Collections

An instance of Collection is a container for multiple documents, where a document is an associative array of key-value pairs. Examples are the job state point, or the job document.

The Collection class is used internally to manage and search data space indexes which are generated on-the-fly. But you can also use such a container explicitly for managing document data.

Creating collections

To create an empty collection, simply call the default constructor:

from signac import Collection

collection = Collection()

You can then add documents with the signac.Collection.insert_one() method. Alternatively you can pass an iterable of documents as the first argument, such as the return value of the signac.Project.index() method:

index_collection = Collection(project.index())

By default, the collection is stored purely in memory.
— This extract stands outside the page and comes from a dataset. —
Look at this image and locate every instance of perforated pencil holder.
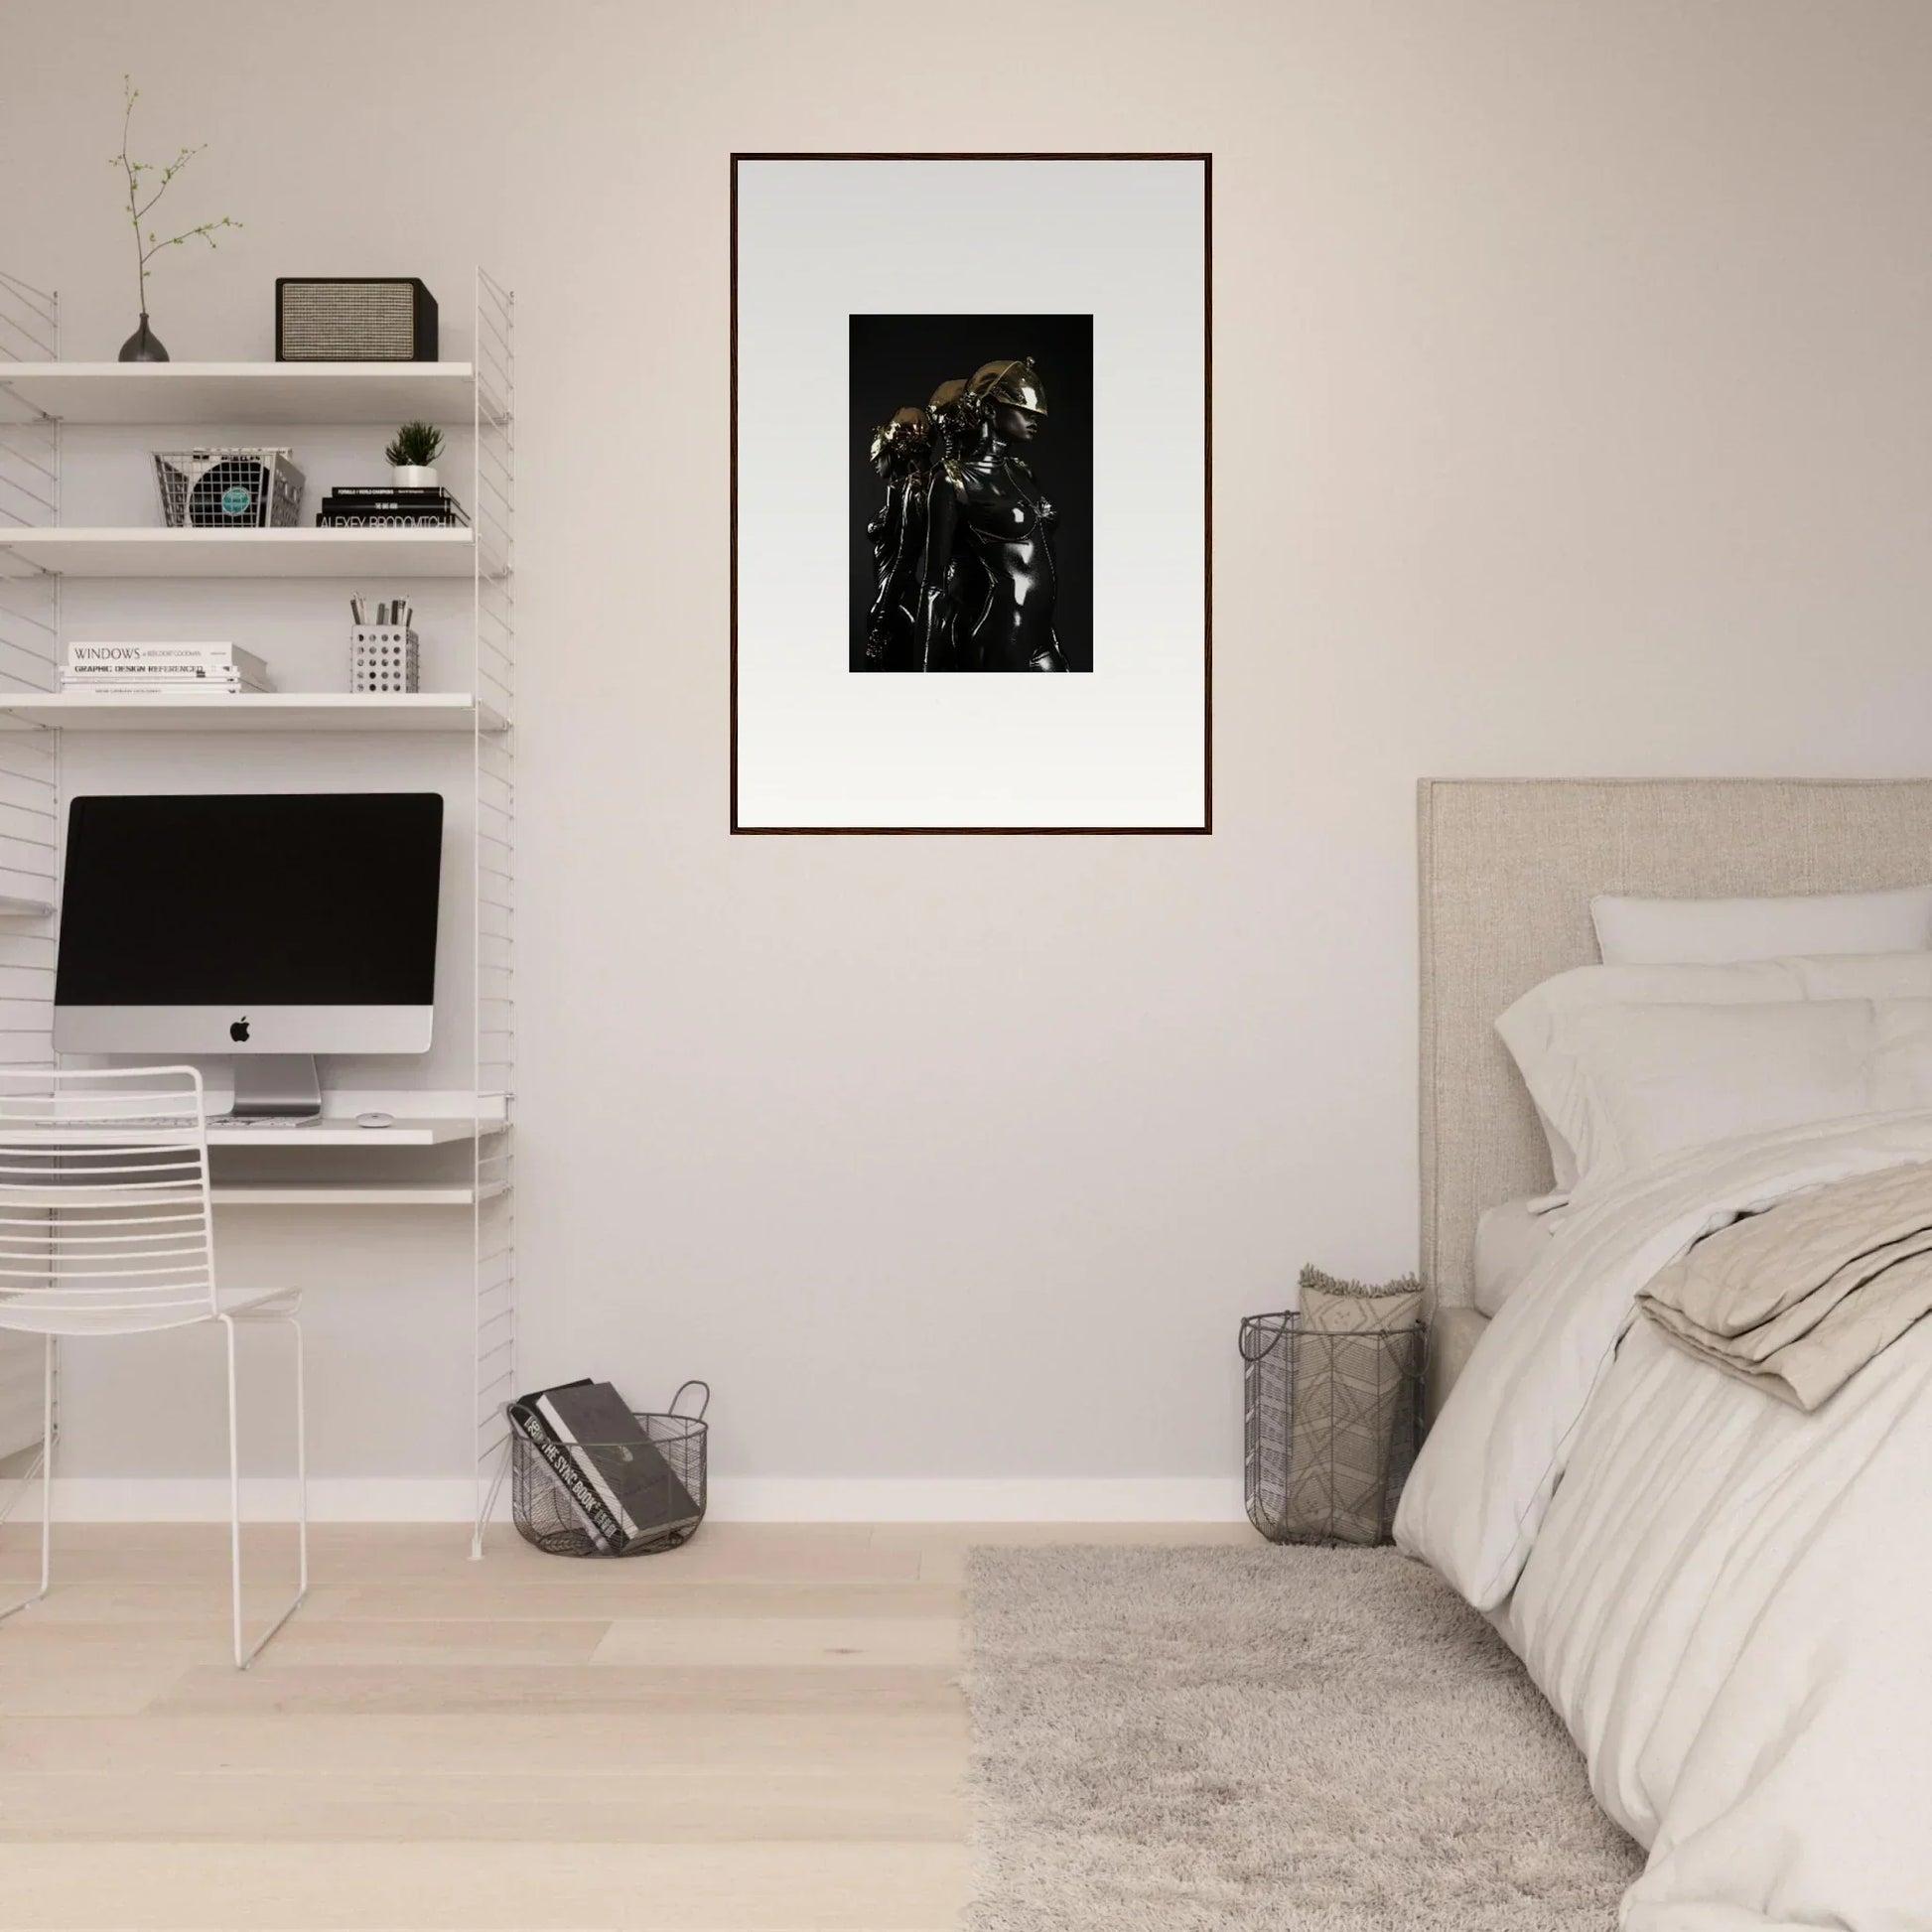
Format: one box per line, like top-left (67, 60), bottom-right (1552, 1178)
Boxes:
top-left (349, 626), bottom-right (420, 694)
But you can use the signac.Collection container also to manage collections directly on disk. For this, simply open a file like this:

with Collection.open('my_collection.txt') as collection:
    pass

A collection file by default is openend in append plus mode, that means it is opened for both reading and writing. The open() function accepts all standard file open modes, such as r for read-only, etc.

Large collections can also be stored in a compressed format using gzip for efficiency. To use a compressed collection, simply pass in a compression level from 1-9 as a compresslevel argument to the signac.Collection constructor:

from signac import Collection

collection = Collection(compresslevel=9)

Searching collections

To search a collection, use the signac.Collection.find() method. As an example, to search all documents where the value a is equal to 42, execute:

for doc in collection.find({"a": 42}):
    pass

The signac.Collection.find() method uses the framework-wide query API.

Command Line Interface

To manage and search a collection file directly from the command line, create a python script with the following content:

from signac import Collection

with Collection.open("my_collection.txt") as c:
    c.main()

Storing the code above in a file called find.py and then executing it will allow you to search for all or specific documents within the collection, directly from the command line $ python find.py.

For more information on how to use the command line interface, execute: $ python find.py --help.